La coraggiosa Moonjune di Leonardo Pavkovic, come un abile prestigiatore,
estrae dal suo cappello magico un nuovo artista indonesiano, il tastierista
jazz Dwiki Dharmawan, che da diversi anni delizia le platee di molti
paesi con la sua arte, anche se temo non sia molto conosciuto. Questo
suo nuovo album, credo sia il nono della sua produzione, è
stato realizzato con alcuni musicisti fenomenali come Jimmy Haslip
(Yellow Jackets, Live Wiew, Jing Chi e molti altri) al basso, Chad
Wackerman (Zappa, Holdsworth, Vai e molti altri) alla batteria, Dewa
Budiana e Tohpati alla chitarra (anche loro recentemente sotto l’egida
della Moonjune) alla chitarra e ancora Jerry Goodman (Mahavishnu Orchestra)
al violino elettrico. Il disco è quasi interamente strumentale,
il genere è principalmente fusion, ma ci sono elementi anche
di prog e, ovviamente, tanto jazz, con grande spazio per assoli e
improvvisazioni.
Ma questa parata di stelle non dice tutto, ovviamente è sempre
l’ascolto che serve per capire il reale valore di un disco.

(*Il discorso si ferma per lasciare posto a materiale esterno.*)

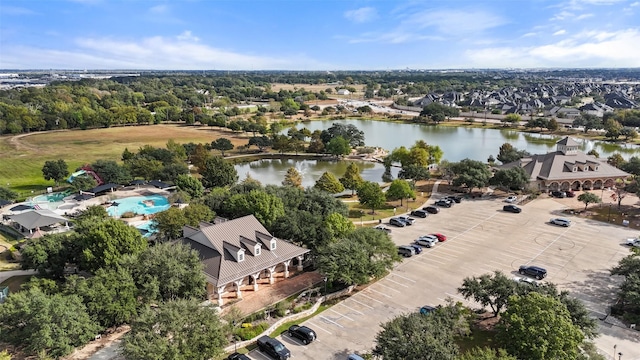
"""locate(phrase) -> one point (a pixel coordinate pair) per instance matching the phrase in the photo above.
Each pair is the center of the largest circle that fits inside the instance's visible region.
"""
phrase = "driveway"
(481, 239)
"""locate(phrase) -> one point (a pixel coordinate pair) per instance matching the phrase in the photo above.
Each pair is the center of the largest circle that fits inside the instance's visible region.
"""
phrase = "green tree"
(351, 179)
(218, 173)
(338, 146)
(51, 324)
(104, 243)
(222, 144)
(370, 194)
(489, 290)
(179, 330)
(470, 173)
(190, 185)
(538, 327)
(399, 190)
(166, 272)
(588, 198)
(329, 183)
(55, 170)
(292, 178)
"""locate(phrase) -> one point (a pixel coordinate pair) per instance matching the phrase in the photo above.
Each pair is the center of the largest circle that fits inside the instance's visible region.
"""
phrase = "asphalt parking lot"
(481, 239)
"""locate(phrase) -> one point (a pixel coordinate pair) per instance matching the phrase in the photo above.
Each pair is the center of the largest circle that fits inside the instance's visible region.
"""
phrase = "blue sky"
(318, 34)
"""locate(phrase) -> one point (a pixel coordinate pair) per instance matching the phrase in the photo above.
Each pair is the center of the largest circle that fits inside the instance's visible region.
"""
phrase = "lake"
(457, 143)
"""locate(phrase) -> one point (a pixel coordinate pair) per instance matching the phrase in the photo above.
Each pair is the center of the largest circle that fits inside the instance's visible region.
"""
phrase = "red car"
(440, 237)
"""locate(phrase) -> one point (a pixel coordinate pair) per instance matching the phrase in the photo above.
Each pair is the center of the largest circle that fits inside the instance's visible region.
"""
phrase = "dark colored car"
(238, 356)
(273, 348)
(512, 208)
(419, 213)
(534, 271)
(431, 209)
(443, 203)
(303, 333)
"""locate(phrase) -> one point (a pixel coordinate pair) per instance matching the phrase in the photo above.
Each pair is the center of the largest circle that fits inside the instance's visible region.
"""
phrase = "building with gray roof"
(240, 252)
(568, 169)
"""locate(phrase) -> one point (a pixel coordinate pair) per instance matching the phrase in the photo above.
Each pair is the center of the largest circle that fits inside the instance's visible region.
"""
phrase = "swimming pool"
(141, 205)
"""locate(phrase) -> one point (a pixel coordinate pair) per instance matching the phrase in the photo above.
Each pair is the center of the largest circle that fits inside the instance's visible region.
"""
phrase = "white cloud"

L’avvio con “Arafura” è funambolico, entra
Chad con un breve virtuosismo, a seguire Haslip e Goodman e sono già
brividi. Si uniscono Dwiki e Dewa, l’intesa è assoluta
e la fusion proposta è altamente godibile. Dharmawan possiede
un talento straordinario e grazie agli intrecci con gli altri musicisti
si esalta in un caleidoscopio di note emozionanti. Sembra che tutti
traggano beneficio dalla collaborazione, la musica che ascoltiamo
è vitale, energica, densa di un entusiasmo contagioso e coinvolgente.
Il disco è stato registrato a Los Angeles in un paio di giorni
e questa immediatezza è uno dei caratteri fondanti del sound
ascoltato. “Bromo” è più riflessiva, ma
tecnica e feeling la rendono sempre molto coinvolgente. La title track
è molto rock, con un bell’incedere. Cambia l’atmosfera,
ma non il risultato, siamo sempre a livelli stellari. Così
è ad ogni traccia che segue, questi musicisti sanno come deliziarci
e non si risparmiano nemmeno per un secondo. Non credo serva aggiungere
molto altro, ho apprezzato questo album in ogni suo elemento e aspetto,
ci sono brani veramente entusiasmanti, come la progressiva “The
Dark of the Light”, ma è tutto riuscito davvero bene.
Non deve essere facile avere il coraggio di avventurarsi fuori dai
soliti confini, molti amano stare al sicuro. Poi è vero anche
che ci sono così tanti bei dischi classiconi, che molti non
sentono il bisogno di cercare “oltre”. Eppure quante belle
emozioni si perdono tutti questi appassionati ingessati e stereotipati.